インサイト発見の秘訣:逆説的アプローチ
バランスのよい適切なインサイトを見つけるには何から始めればいいのだろうか。阿佐見氏は、データや事象を見たときの「違和感」を出発点にするとよいと説明する。
阿佐見氏の書籍の中では、「みんながAと思い込んでいるけど、本当はBなんじゃないか」といったアイデアを整理するための「リアル・エソラゴトフレーム」というワークを紹介している。今回のセミナーでは、その簡略化版である「逆説的アプローチフレーム」を活用してインサイト発見の手がかりをつかむ方法を紹介。英国の高級デパートHarveyNicholsのクリスマスキャンペーンを例に、その使い方を説明した。
Harvey Nicholsのキャンペーンは、「Sorry I Spent It On Myself」(ごめんね。クリスマスのプレゼント、自分のためにお金使っちゃった)というキャッチコピーで、欧米のクリスマスに大勢で集まってプレゼントを贈り合う風習を逆手にとったものだった。みんなが当たり前に思っている「ギフトは相手に贈るもの」という常識を、本当は「自分にギフトを贈ってもいい」と捉えなおすことで、それがインサイトになる(図表5)。

さらにこの手法の理解を深めるため、電通の戦略プランニング・ディレクター小宮広高氏が手がけた、コカ・コーラの「NoReason」キャンペーンについても解説した。阿佐見氏は「かなり前に実施したキャンペーンだが、非常に反響が大きかった」と振り返る。
コカ・コーラのキャンペーンを企画する際、まず調べたくなるのは顧客が「どんなときに飲みたくなるのか」「いつ飲むとおいしいと思われているのか」といったことだ。しかし、仮説を持たないままデータを見てしまうと「暑いとき」「ハンバーガーを食べたとき」などの、新規性のない答えしか得られないだろう。
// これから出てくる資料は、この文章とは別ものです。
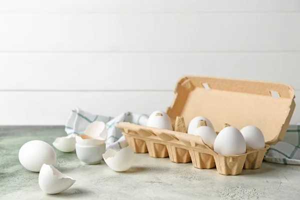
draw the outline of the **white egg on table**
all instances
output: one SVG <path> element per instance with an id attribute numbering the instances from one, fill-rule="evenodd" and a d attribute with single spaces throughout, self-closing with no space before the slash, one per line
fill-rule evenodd
<path id="1" fill-rule="evenodd" d="M 148 118 L 147 126 L 173 130 L 170 118 L 166 112 L 160 110 L 152 112 Z"/>
<path id="2" fill-rule="evenodd" d="M 32 172 L 38 172 L 43 164 L 55 163 L 56 154 L 48 144 L 41 140 L 31 140 L 21 147 L 18 158 L 24 168 Z"/>
<path id="3" fill-rule="evenodd" d="M 212 146 L 216 137 L 216 134 L 214 130 L 207 126 L 199 126 L 194 132 L 188 134 L 200 136 L 204 143 Z"/>
<path id="4" fill-rule="evenodd" d="M 44 192 L 56 194 L 64 191 L 76 180 L 65 175 L 52 165 L 42 165 L 38 174 L 38 186 Z"/>
<path id="5" fill-rule="evenodd" d="M 228 126 L 216 136 L 214 150 L 220 155 L 240 155 L 246 152 L 246 142 L 238 128 Z"/>
<path id="6" fill-rule="evenodd" d="M 262 130 L 254 126 L 248 126 L 240 130 L 246 146 L 255 149 L 264 148 L 264 138 Z"/>
<path id="7" fill-rule="evenodd" d="M 188 133 L 192 134 L 195 131 L 195 130 L 198 128 L 198 122 L 200 120 L 204 120 L 206 121 L 208 126 L 209 126 L 212 128 L 212 130 L 214 130 L 214 126 L 212 126 L 212 124 L 210 121 L 210 120 L 202 116 L 198 116 L 194 118 L 188 124 Z"/>

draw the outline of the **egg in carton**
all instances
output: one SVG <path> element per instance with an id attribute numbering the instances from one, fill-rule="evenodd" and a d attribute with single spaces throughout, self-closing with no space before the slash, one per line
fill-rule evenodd
<path id="1" fill-rule="evenodd" d="M 175 130 L 178 130 L 178 116 L 184 118 L 186 127 L 199 115 L 210 118 L 217 130 L 222 129 L 224 122 L 238 130 L 253 124 L 264 133 L 264 148 L 248 148 L 242 154 L 220 155 L 199 136 L 126 122 L 119 124 L 118 128 L 136 152 L 148 150 L 152 156 L 164 158 L 168 156 L 166 148 L 172 162 L 188 162 L 188 150 L 195 168 L 210 168 L 216 164 L 218 172 L 226 175 L 239 174 L 243 168 L 260 167 L 268 144 L 282 140 L 296 106 L 292 87 L 272 82 L 186 76 L 178 80 L 174 93 L 166 112 Z"/>

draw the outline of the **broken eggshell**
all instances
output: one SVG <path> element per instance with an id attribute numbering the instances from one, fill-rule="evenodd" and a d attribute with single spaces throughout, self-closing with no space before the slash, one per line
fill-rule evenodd
<path id="1" fill-rule="evenodd" d="M 69 152 L 75 150 L 76 141 L 74 136 L 57 138 L 53 142 L 53 146 L 60 152 Z"/>
<path id="2" fill-rule="evenodd" d="M 82 146 L 96 146 L 104 144 L 107 137 L 105 123 L 94 122 L 86 126 L 84 134 L 75 136 L 75 140 Z"/>
<path id="3" fill-rule="evenodd" d="M 76 180 L 65 175 L 51 164 L 44 164 L 38 175 L 38 185 L 45 193 L 56 194 L 64 191 Z"/>
<path id="4" fill-rule="evenodd" d="M 116 172 L 128 170 L 132 166 L 134 160 L 134 152 L 130 146 L 122 148 L 118 152 L 109 150 L 102 156 L 107 165 Z"/>
<path id="5" fill-rule="evenodd" d="M 76 143 L 82 146 L 96 146 L 105 143 L 105 140 L 100 138 L 92 138 L 84 134 L 75 136 Z"/>
<path id="6" fill-rule="evenodd" d="M 100 138 L 105 140 L 108 137 L 108 129 L 103 122 L 94 122 L 86 126 L 84 134 L 92 138 Z"/>

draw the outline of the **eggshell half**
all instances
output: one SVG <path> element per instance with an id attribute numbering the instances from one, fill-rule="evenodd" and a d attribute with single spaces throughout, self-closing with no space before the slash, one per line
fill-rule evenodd
<path id="1" fill-rule="evenodd" d="M 226 127 L 216 136 L 214 150 L 220 155 L 240 155 L 246 152 L 246 142 L 238 128 Z"/>
<path id="2" fill-rule="evenodd" d="M 116 172 L 128 170 L 132 166 L 134 160 L 134 152 L 130 146 L 122 148 L 118 152 L 109 150 L 102 156 L 107 165 L 112 170 Z"/>
<path id="3" fill-rule="evenodd" d="M 61 173 L 52 165 L 44 164 L 38 175 L 38 185 L 45 193 L 56 194 L 64 191 L 76 180 Z"/>
<path id="4" fill-rule="evenodd" d="M 208 126 L 209 126 L 212 128 L 213 130 L 214 130 L 214 126 L 212 126 L 212 124 L 210 121 L 210 120 L 202 116 L 196 116 L 188 124 L 188 133 L 190 134 L 192 134 L 192 132 L 195 131 L 195 130 L 198 128 L 198 122 L 199 122 L 200 120 L 205 120 L 208 124 Z"/>
<path id="5" fill-rule="evenodd" d="M 264 148 L 264 138 L 262 130 L 254 126 L 248 126 L 240 130 L 246 146 L 255 149 Z"/>
<path id="6" fill-rule="evenodd" d="M 44 164 L 54 164 L 56 154 L 50 144 L 44 141 L 31 140 L 20 148 L 18 158 L 23 166 L 32 172 L 38 172 Z"/>
<path id="7" fill-rule="evenodd" d="M 108 137 L 108 129 L 103 122 L 94 122 L 86 126 L 84 134 L 92 138 L 100 137 L 106 140 Z"/>
<path id="8" fill-rule="evenodd" d="M 213 146 L 216 137 L 216 134 L 214 130 L 210 127 L 206 126 L 198 127 L 192 133 L 190 134 L 200 136 L 204 143 L 208 145 Z"/>
<path id="9" fill-rule="evenodd" d="M 161 110 L 152 112 L 148 118 L 147 126 L 173 130 L 170 118 L 166 112 Z"/>
<path id="10" fill-rule="evenodd" d="M 76 140 L 74 136 L 57 138 L 53 142 L 53 146 L 60 152 L 69 152 L 75 150 Z"/>
<path id="11" fill-rule="evenodd" d="M 96 146 L 105 143 L 105 140 L 100 138 L 95 138 L 84 134 L 75 136 L 76 143 L 82 146 Z"/>

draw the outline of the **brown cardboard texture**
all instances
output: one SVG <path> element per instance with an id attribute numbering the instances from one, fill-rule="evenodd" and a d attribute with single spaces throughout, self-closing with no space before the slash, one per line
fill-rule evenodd
<path id="1" fill-rule="evenodd" d="M 224 122 L 239 130 L 253 125 L 262 130 L 266 148 L 248 148 L 242 155 L 218 155 L 198 136 L 126 122 L 118 127 L 126 138 L 144 141 L 151 156 L 168 156 L 163 148 L 166 146 L 172 161 L 184 162 L 179 158 L 183 156 L 178 152 L 180 148 L 188 150 L 195 168 L 210 168 L 215 162 L 218 172 L 226 175 L 240 174 L 243 168 L 259 168 L 270 147 L 268 144 L 276 144 L 283 138 L 296 106 L 292 87 L 272 82 L 186 76 L 178 80 L 174 93 L 173 102 L 166 109 L 174 127 L 178 116 L 184 118 L 186 127 L 195 116 L 205 116 L 217 133 Z M 136 146 L 132 142 L 128 142 L 130 145 Z M 142 152 L 140 149 L 134 150 Z"/>

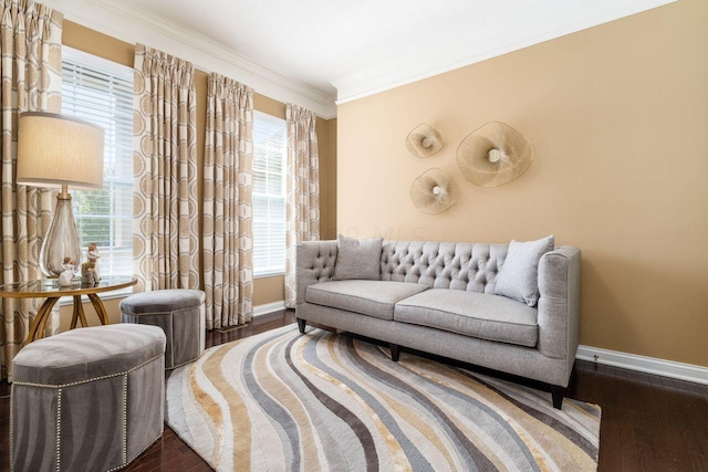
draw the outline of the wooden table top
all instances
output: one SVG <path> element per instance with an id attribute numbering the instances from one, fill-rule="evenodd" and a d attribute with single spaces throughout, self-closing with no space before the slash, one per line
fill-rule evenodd
<path id="1" fill-rule="evenodd" d="M 38 298 L 88 295 L 92 293 L 111 292 L 125 289 L 137 283 L 133 275 L 103 275 L 101 282 L 90 286 L 82 284 L 81 277 L 75 277 L 71 286 L 60 286 L 58 279 L 43 279 L 32 282 L 17 282 L 0 285 L 0 296 L 11 298 Z"/>

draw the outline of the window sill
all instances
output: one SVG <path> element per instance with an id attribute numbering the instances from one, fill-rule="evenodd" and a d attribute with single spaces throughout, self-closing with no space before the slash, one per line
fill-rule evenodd
<path id="1" fill-rule="evenodd" d="M 285 275 L 285 271 L 260 272 L 258 274 L 253 274 L 253 279 L 268 279 L 275 277 L 278 275 Z"/>

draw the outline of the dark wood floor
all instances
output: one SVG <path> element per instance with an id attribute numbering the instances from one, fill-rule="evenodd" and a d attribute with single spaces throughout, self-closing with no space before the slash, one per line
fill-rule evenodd
<path id="1" fill-rule="evenodd" d="M 207 347 L 294 323 L 292 311 L 259 316 L 227 333 L 207 333 Z M 0 385 L 0 470 L 9 470 L 9 388 Z M 600 471 L 708 472 L 708 386 L 577 360 L 571 398 L 602 407 Z M 165 427 L 127 471 L 209 471 Z"/>

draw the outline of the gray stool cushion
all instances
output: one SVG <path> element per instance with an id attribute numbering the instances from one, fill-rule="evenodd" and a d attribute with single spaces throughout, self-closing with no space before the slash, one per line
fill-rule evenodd
<path id="1" fill-rule="evenodd" d="M 205 348 L 206 295 L 200 290 L 135 293 L 121 302 L 121 322 L 159 326 L 167 336 L 165 368 L 196 360 Z"/>
<path id="2" fill-rule="evenodd" d="M 107 471 L 163 434 L 165 334 L 107 325 L 35 340 L 14 357 L 15 471 Z"/>

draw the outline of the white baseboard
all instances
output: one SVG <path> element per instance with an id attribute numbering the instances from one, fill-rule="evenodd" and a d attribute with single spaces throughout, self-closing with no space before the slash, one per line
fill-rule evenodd
<path id="1" fill-rule="evenodd" d="M 266 303 L 263 305 L 253 306 L 253 316 L 267 315 L 269 313 L 285 310 L 285 302 Z"/>
<path id="2" fill-rule="evenodd" d="M 695 366 L 693 364 L 675 363 L 673 360 L 601 349 L 600 347 L 592 346 L 579 346 L 575 358 L 708 385 L 708 367 Z"/>

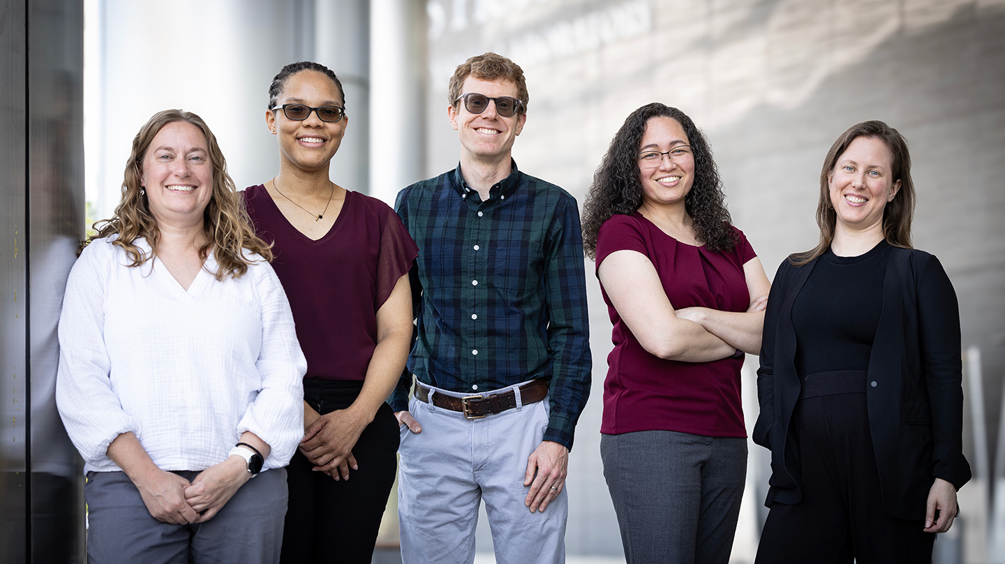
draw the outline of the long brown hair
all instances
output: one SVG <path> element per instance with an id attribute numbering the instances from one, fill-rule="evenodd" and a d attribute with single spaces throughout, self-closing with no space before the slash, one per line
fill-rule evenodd
<path id="1" fill-rule="evenodd" d="M 817 200 L 817 226 L 820 227 L 820 240 L 810 250 L 795 252 L 789 255 L 789 262 L 794 266 L 802 266 L 817 256 L 823 254 L 834 240 L 834 229 L 837 224 L 837 212 L 830 203 L 830 186 L 828 176 L 837 165 L 837 160 L 859 137 L 878 139 L 889 149 L 891 180 L 900 181 L 900 189 L 893 196 L 882 213 L 882 232 L 886 242 L 893 246 L 915 248 L 911 243 L 911 222 L 915 217 L 915 183 L 911 180 L 911 153 L 908 151 L 908 140 L 900 132 L 878 120 L 855 124 L 848 128 L 827 151 L 823 168 L 820 169 L 820 196 Z"/>
<path id="2" fill-rule="evenodd" d="M 225 275 L 239 278 L 247 271 L 248 265 L 254 262 L 245 256 L 244 250 L 271 260 L 271 245 L 258 238 L 251 229 L 243 198 L 237 193 L 234 181 L 227 174 L 227 161 L 223 158 L 216 136 L 202 118 L 191 112 L 164 110 L 154 114 L 140 128 L 140 132 L 133 138 L 133 151 L 126 162 L 122 200 L 111 219 L 94 223 L 97 233 L 84 241 L 84 244 L 96 238 L 119 235 L 112 244 L 126 250 L 132 260 L 130 266 L 140 266 L 151 258 L 136 245 L 136 239 L 147 239 L 153 252 L 157 252 L 161 232 L 157 227 L 157 220 L 150 212 L 146 195 L 140 193 L 143 188 L 143 160 L 154 137 L 164 126 L 175 122 L 185 122 L 199 128 L 206 137 L 213 165 L 213 191 L 203 211 L 202 225 L 208 242 L 199 247 L 199 256 L 205 260 L 212 248 L 219 264 L 219 269 L 212 272 L 216 279 L 222 280 Z"/>

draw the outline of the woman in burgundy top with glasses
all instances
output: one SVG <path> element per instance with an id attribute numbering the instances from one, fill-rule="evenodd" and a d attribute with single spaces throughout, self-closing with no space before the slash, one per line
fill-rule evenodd
<path id="1" fill-rule="evenodd" d="M 387 204 L 329 180 L 349 123 L 332 70 L 284 66 L 265 123 L 279 142 L 279 173 L 244 199 L 256 232 L 274 244 L 308 359 L 282 561 L 369 564 L 397 468 L 398 425 L 385 399 L 408 356 L 418 249 Z"/>
<path id="2" fill-rule="evenodd" d="M 730 559 L 747 472 L 744 352 L 769 283 L 730 224 L 705 136 L 675 108 L 633 112 L 583 210 L 613 324 L 600 454 L 630 564 Z"/>

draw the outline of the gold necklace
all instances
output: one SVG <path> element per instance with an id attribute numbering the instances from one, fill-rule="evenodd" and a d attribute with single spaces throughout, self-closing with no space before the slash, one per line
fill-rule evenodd
<path id="1" fill-rule="evenodd" d="M 282 190 L 279 190 L 279 180 L 278 180 L 278 178 L 279 177 L 277 177 L 277 176 L 272 178 L 272 186 L 275 188 L 275 191 L 278 192 L 279 195 L 282 196 L 283 198 L 286 198 L 287 200 L 289 200 L 289 203 L 291 203 L 294 206 L 303 209 L 304 211 L 310 213 L 311 215 L 314 215 L 313 211 L 311 211 L 308 208 L 301 206 L 300 204 L 294 202 L 292 200 L 292 198 L 290 198 L 289 196 L 283 194 Z M 325 210 L 318 214 L 318 217 L 315 218 L 315 221 L 321 221 L 325 217 L 325 213 L 328 211 L 328 206 L 332 205 L 332 197 L 335 196 L 335 183 L 332 182 L 331 180 L 329 180 L 328 183 L 332 185 L 332 192 L 328 195 L 328 203 L 325 204 Z"/>

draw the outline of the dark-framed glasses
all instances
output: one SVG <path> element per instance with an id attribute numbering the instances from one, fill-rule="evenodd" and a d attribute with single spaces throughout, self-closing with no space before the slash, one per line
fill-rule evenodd
<path id="1" fill-rule="evenodd" d="M 524 103 L 509 96 L 500 96 L 498 98 L 488 98 L 485 95 L 479 95 L 477 92 L 467 92 L 466 95 L 460 95 L 454 102 L 460 99 L 464 99 L 464 108 L 467 109 L 471 114 L 481 114 L 488 108 L 488 102 L 495 103 L 495 113 L 504 118 L 512 118 L 517 111 L 520 110 Z"/>
<path id="2" fill-rule="evenodd" d="M 638 162 L 645 168 L 655 168 L 663 162 L 663 156 L 667 156 L 670 162 L 682 163 L 694 156 L 690 145 L 677 145 L 669 151 L 642 151 L 638 154 Z"/>
<path id="3" fill-rule="evenodd" d="M 303 122 L 308 119 L 308 116 L 312 112 L 318 113 L 318 119 L 322 122 L 335 123 L 342 121 L 342 118 L 346 116 L 346 111 L 338 106 L 319 106 L 318 108 L 311 108 L 310 106 L 305 106 L 303 104 L 283 104 L 282 106 L 276 106 L 272 109 L 273 112 L 276 110 L 282 110 L 282 115 L 286 117 L 287 120 L 292 120 L 294 122 Z"/>

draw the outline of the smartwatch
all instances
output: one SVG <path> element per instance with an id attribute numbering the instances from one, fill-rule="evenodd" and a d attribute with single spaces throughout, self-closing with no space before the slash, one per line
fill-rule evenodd
<path id="1" fill-rule="evenodd" d="M 261 457 L 258 450 L 245 442 L 238 442 L 237 446 L 231 448 L 230 452 L 227 453 L 227 457 L 234 454 L 244 458 L 244 461 L 247 462 L 248 474 L 251 475 L 251 478 L 258 476 L 258 473 L 261 472 L 261 465 L 265 463 L 265 459 Z"/>

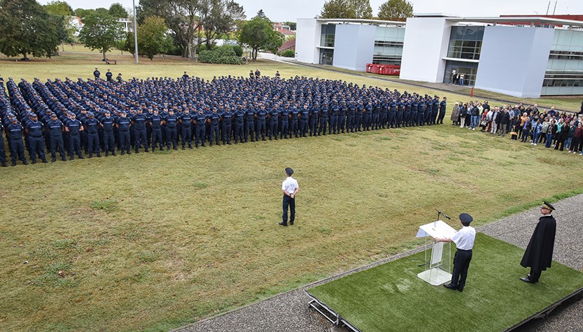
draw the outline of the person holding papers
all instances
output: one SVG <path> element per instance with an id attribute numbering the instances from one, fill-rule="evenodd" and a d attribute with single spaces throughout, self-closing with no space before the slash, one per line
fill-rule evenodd
<path id="1" fill-rule="evenodd" d="M 463 227 L 456 232 L 451 239 L 436 237 L 436 242 L 454 242 L 456 243 L 457 251 L 454 257 L 454 271 L 452 274 L 452 282 L 443 285 L 451 290 L 463 291 L 465 286 L 465 279 L 468 278 L 468 268 L 472 260 L 472 248 L 474 248 L 474 241 L 476 239 L 476 230 L 470 227 L 474 219 L 467 213 L 459 215 L 459 220 Z"/>

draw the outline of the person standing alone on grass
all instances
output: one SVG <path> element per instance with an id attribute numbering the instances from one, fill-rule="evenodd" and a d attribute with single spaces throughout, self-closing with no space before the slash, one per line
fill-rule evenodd
<path id="1" fill-rule="evenodd" d="M 553 250 L 555 247 L 555 233 L 557 230 L 557 221 L 550 212 L 555 207 L 547 202 L 543 202 L 540 207 L 542 216 L 539 219 L 535 232 L 524 252 L 524 256 L 520 262 L 524 268 L 530 268 L 530 273 L 526 278 L 520 278 L 524 282 L 535 284 L 539 282 L 541 273 L 550 267 L 553 261 Z"/>
<path id="2" fill-rule="evenodd" d="M 454 270 L 452 273 L 452 282 L 443 285 L 451 290 L 463 291 L 465 286 L 465 279 L 468 278 L 468 268 L 472 260 L 472 248 L 474 248 L 474 241 L 476 239 L 476 230 L 470 227 L 474 219 L 467 213 L 459 215 L 459 220 L 463 226 L 451 239 L 436 237 L 436 242 L 454 242 L 456 243 L 457 251 L 454 256 Z"/>
<path id="3" fill-rule="evenodd" d="M 299 190 L 299 187 L 297 185 L 297 181 L 291 177 L 292 174 L 293 174 L 293 169 L 286 167 L 286 179 L 281 183 L 281 192 L 284 193 L 284 214 L 279 225 L 282 226 L 288 225 L 288 207 L 290 208 L 290 225 L 293 225 L 295 219 L 295 194 Z"/>

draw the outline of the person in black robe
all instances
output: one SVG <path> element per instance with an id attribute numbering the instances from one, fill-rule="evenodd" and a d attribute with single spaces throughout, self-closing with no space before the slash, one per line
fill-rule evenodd
<path id="1" fill-rule="evenodd" d="M 522 266 L 530 268 L 530 273 L 526 278 L 520 279 L 530 284 L 538 282 L 542 271 L 550 267 L 555 246 L 557 222 L 555 217 L 550 215 L 555 207 L 547 202 L 543 202 L 540 209 L 542 216 L 539 219 L 539 223 L 520 262 Z"/>

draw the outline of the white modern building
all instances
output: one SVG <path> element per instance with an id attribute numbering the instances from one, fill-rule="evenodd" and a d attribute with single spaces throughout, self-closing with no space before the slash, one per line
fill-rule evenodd
<path id="1" fill-rule="evenodd" d="M 364 71 L 400 64 L 400 78 L 524 98 L 583 95 L 583 21 L 544 17 L 416 15 L 407 22 L 298 19 L 296 59 Z"/>
<path id="2" fill-rule="evenodd" d="M 405 22 L 298 19 L 296 59 L 364 71 L 367 64 L 400 64 Z"/>

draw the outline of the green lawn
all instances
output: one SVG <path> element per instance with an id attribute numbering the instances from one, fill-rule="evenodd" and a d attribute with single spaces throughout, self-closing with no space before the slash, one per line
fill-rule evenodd
<path id="1" fill-rule="evenodd" d="M 0 61 L 0 73 L 104 73 L 99 55 L 73 55 Z M 264 61 L 140 64 L 112 68 L 205 78 L 259 68 L 432 93 Z M 555 176 L 581 160 L 447 124 L 2 168 L 0 330 L 167 331 L 414 248 L 435 208 L 481 225 L 582 193 L 581 177 Z M 287 166 L 301 189 L 284 228 Z"/>
<path id="2" fill-rule="evenodd" d="M 452 255 L 455 251 L 452 245 Z M 308 290 L 362 332 L 499 331 L 583 287 L 583 273 L 557 262 L 541 282 L 521 282 L 524 250 L 478 233 L 463 293 L 434 286 L 417 274 L 423 252 Z"/>

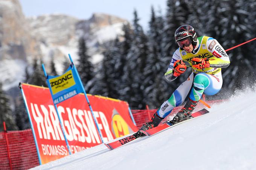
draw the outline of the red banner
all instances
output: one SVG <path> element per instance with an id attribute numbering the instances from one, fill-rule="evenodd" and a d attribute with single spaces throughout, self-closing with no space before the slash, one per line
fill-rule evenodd
<path id="1" fill-rule="evenodd" d="M 49 89 L 26 84 L 22 84 L 22 88 L 41 164 L 69 155 Z M 130 118 L 127 102 L 87 96 L 104 142 L 138 130 Z M 101 143 L 84 94 L 58 104 L 57 108 L 72 153 Z"/>

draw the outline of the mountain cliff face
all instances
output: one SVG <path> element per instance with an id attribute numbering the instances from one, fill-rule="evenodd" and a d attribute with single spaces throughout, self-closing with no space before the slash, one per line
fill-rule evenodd
<path id="1" fill-rule="evenodd" d="M 68 54 L 76 63 L 81 36 L 87 40 L 92 62 L 98 62 L 102 57 L 101 45 L 122 36 L 122 27 L 127 23 L 103 14 L 83 20 L 60 14 L 26 18 L 18 0 L 0 0 L 0 81 L 4 90 L 22 81 L 26 67 L 36 57 L 42 59 L 47 71 L 53 57 L 62 74 Z"/>

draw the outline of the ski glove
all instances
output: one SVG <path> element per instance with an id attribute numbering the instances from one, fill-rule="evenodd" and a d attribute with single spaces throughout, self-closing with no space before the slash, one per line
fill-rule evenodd
<path id="1" fill-rule="evenodd" d="M 174 69 L 172 70 L 173 75 L 175 77 L 179 76 L 180 74 L 185 72 L 187 66 L 183 61 L 181 60 L 177 60 L 174 65 Z"/>
<path id="2" fill-rule="evenodd" d="M 200 59 L 195 57 L 192 59 L 192 66 L 198 69 L 203 70 L 205 68 L 210 67 L 210 63 L 208 59 Z"/>

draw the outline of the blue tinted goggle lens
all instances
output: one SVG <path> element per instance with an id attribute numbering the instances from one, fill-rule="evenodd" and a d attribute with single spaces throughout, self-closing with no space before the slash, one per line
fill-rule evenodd
<path id="1" fill-rule="evenodd" d="M 178 41 L 177 42 L 178 45 L 179 47 L 181 48 L 183 48 L 184 47 L 184 46 L 186 45 L 187 47 L 188 47 L 192 43 L 192 41 L 190 38 L 187 38 L 184 39 L 184 40 Z"/>

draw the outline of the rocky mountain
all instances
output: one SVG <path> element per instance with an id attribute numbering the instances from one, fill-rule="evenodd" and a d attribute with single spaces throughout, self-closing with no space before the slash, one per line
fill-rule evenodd
<path id="1" fill-rule="evenodd" d="M 25 68 L 35 57 L 42 59 L 47 71 L 53 57 L 61 74 L 70 54 L 75 63 L 78 40 L 86 38 L 93 63 L 102 58 L 101 45 L 122 36 L 125 20 L 94 14 L 88 20 L 55 14 L 26 18 L 18 0 L 0 0 L 0 81 L 7 90 L 22 81 Z"/>

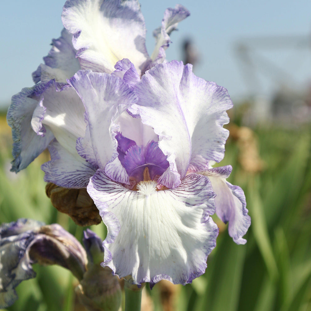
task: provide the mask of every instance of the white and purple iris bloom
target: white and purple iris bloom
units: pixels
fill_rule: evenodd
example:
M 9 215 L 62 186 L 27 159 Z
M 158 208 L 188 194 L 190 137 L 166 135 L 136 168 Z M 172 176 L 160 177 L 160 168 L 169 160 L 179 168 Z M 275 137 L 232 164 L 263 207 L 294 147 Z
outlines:
M 185 284 L 203 273 L 215 212 L 238 244 L 250 225 L 243 190 L 226 180 L 232 168 L 211 166 L 229 134 L 226 90 L 191 65 L 161 63 L 189 14 L 166 10 L 150 57 L 136 1 L 68 0 L 66 30 L 34 73 L 37 84 L 13 96 L 8 113 L 12 170 L 48 147 L 45 180 L 87 187 L 108 229 L 103 264 L 133 284 Z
小宮氏はこれらのコカ・コーラを飲みたいシーンに対して「本当かな?」と直感的に疑問を抱いたそうで、これが大ヒットキャンペーンにつながるインサイト発見の鍵となった。「コカ・コーラを飲みたくなるのは『暑いとき』『ハンバーガーを食べたとき』などのシーンではないのでは?」という仮説を立てた小宮氏は、「コカ・コーラはいつ飲むとおいしいと思う?」と周囲にヒアリングしてみた。すると、まず返ってきたのが「うーん……いつって言われても……」といった反応だった。その後に選択肢を示すと「暑いとき」「ハンバーガーを食べたとき」を選ぶ様子が見えたという。
データでは見えなかった「うーん」という反応のほうにヒントがあると考えた小宮氏は「特定のシチュエーションがなくても、急に無性に飲みたくなるのがコカ・コーラのインサイトなのでは」と考察。このインサイトのエビデンスを強化するためにさらにリサーチを重ねた。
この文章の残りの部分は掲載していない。